When President Uhuru Kenyatta addressed the nation during the 57th Jamhuri Day celebrations at Uhuru Gardens, he said the venue of the event was a reminder of our liberation struggle.

During the quest for independence, the ground was known as Lang’ata Concentration Camp. Here thousands of fighters were detained for challenging colonial power.

It is estimated that up to 10,000 liberators who the British regarded as “hardcore criminals” were confined at the camp. Most of them did not survive atrocities meted on them the by prison authorities.

Indeed, the Lang’ata camp has been described in the books of history as resembling the Nazi Camps in Germany, both in its psychological warfare and methods of brutality. In fact, using “quack scientists, the colonisers argued that devotion to the cause of Mau Mau was a mental illness,” said President Uhuru

This mistreatment was common in all camps in the country. However, despite the abuses, most prisoners did not cow into submission; they remained steadfast in their pursuit for freedom.

Prayers and songs were frequent, to express defiance and lift their morale. In many of the camps, the more educated among the prisoners taught their comrades basic literacy and politics.

“Within the compounds, prisoners organised their own hierarchies of command, with committees and councils to settle disputes, punish those who transgressed the inmates’ own code of conduct and decide upon tactics in the struggle with the prison authorities,” wrote David Anderson in the book Histories of the Hanged.

In the camps, there were frequent disputes over food and work. Sometimes the conflicts degenerated into confrontations.

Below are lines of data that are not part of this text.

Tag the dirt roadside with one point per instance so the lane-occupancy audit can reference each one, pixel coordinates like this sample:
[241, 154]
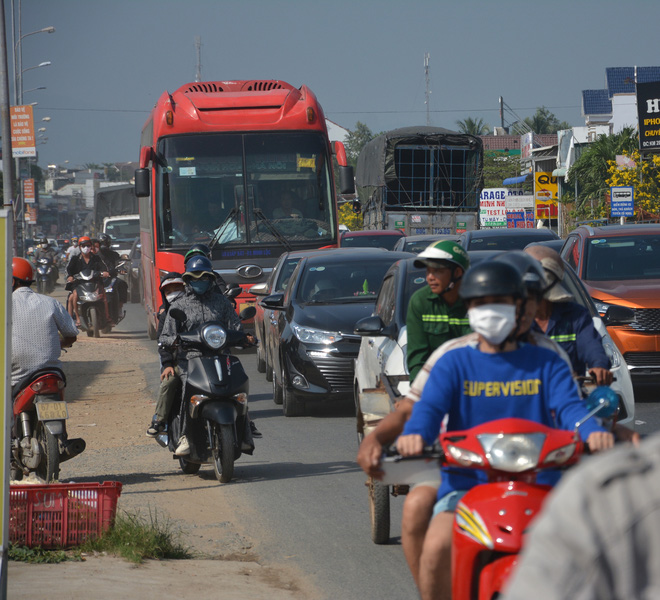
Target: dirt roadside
[110, 404]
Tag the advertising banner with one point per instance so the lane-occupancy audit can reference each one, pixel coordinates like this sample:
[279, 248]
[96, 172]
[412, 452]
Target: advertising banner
[22, 132]
[648, 116]
[29, 196]
[492, 207]
[546, 191]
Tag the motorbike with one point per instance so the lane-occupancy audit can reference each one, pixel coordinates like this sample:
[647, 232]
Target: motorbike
[491, 520]
[91, 302]
[46, 275]
[215, 398]
[38, 437]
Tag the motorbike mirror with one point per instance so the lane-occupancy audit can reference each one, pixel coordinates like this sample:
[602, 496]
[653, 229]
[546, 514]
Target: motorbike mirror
[247, 313]
[178, 314]
[602, 402]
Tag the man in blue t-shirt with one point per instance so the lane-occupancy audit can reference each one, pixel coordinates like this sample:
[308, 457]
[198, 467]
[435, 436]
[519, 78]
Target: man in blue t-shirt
[499, 377]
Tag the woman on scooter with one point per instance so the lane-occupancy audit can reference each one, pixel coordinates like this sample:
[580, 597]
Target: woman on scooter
[496, 377]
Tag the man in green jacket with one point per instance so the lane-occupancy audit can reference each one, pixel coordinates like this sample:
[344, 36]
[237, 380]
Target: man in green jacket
[435, 313]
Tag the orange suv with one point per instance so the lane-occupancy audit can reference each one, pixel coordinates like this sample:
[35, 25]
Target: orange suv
[620, 265]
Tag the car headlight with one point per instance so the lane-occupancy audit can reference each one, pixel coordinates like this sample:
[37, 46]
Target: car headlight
[612, 354]
[214, 336]
[309, 335]
[601, 306]
[514, 453]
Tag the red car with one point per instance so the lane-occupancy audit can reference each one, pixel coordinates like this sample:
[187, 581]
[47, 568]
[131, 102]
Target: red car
[374, 238]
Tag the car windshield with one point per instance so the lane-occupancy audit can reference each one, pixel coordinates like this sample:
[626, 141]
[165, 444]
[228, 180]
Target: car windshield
[621, 258]
[507, 242]
[342, 283]
[370, 241]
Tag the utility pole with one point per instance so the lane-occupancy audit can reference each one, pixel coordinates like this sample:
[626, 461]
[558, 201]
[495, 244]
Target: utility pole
[198, 50]
[427, 76]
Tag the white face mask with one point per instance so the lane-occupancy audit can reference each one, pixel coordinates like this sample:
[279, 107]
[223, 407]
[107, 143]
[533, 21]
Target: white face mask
[172, 296]
[494, 322]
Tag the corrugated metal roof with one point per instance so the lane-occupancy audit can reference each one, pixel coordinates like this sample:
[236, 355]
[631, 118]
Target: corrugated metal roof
[596, 102]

According to Anderson, food rations issued to prisoners were seldom sufficient, even by the minimum standards set by the prison authorities.

This led to nutrition-related illnesses among prisoners. The withdrawal of food was frequently used as a punishment for non-cooperation and refusal to work.

Towards the end of the emergency, camp commandants were given power to quell strikes by whatever means necessary.

Most of the camps were located in remote areas where ailments like malaria were common. Medical provision was rare, and medical supervision often cursory. Conditions worsened in 1954 when excesses intensified, coupled with disease outbreaks.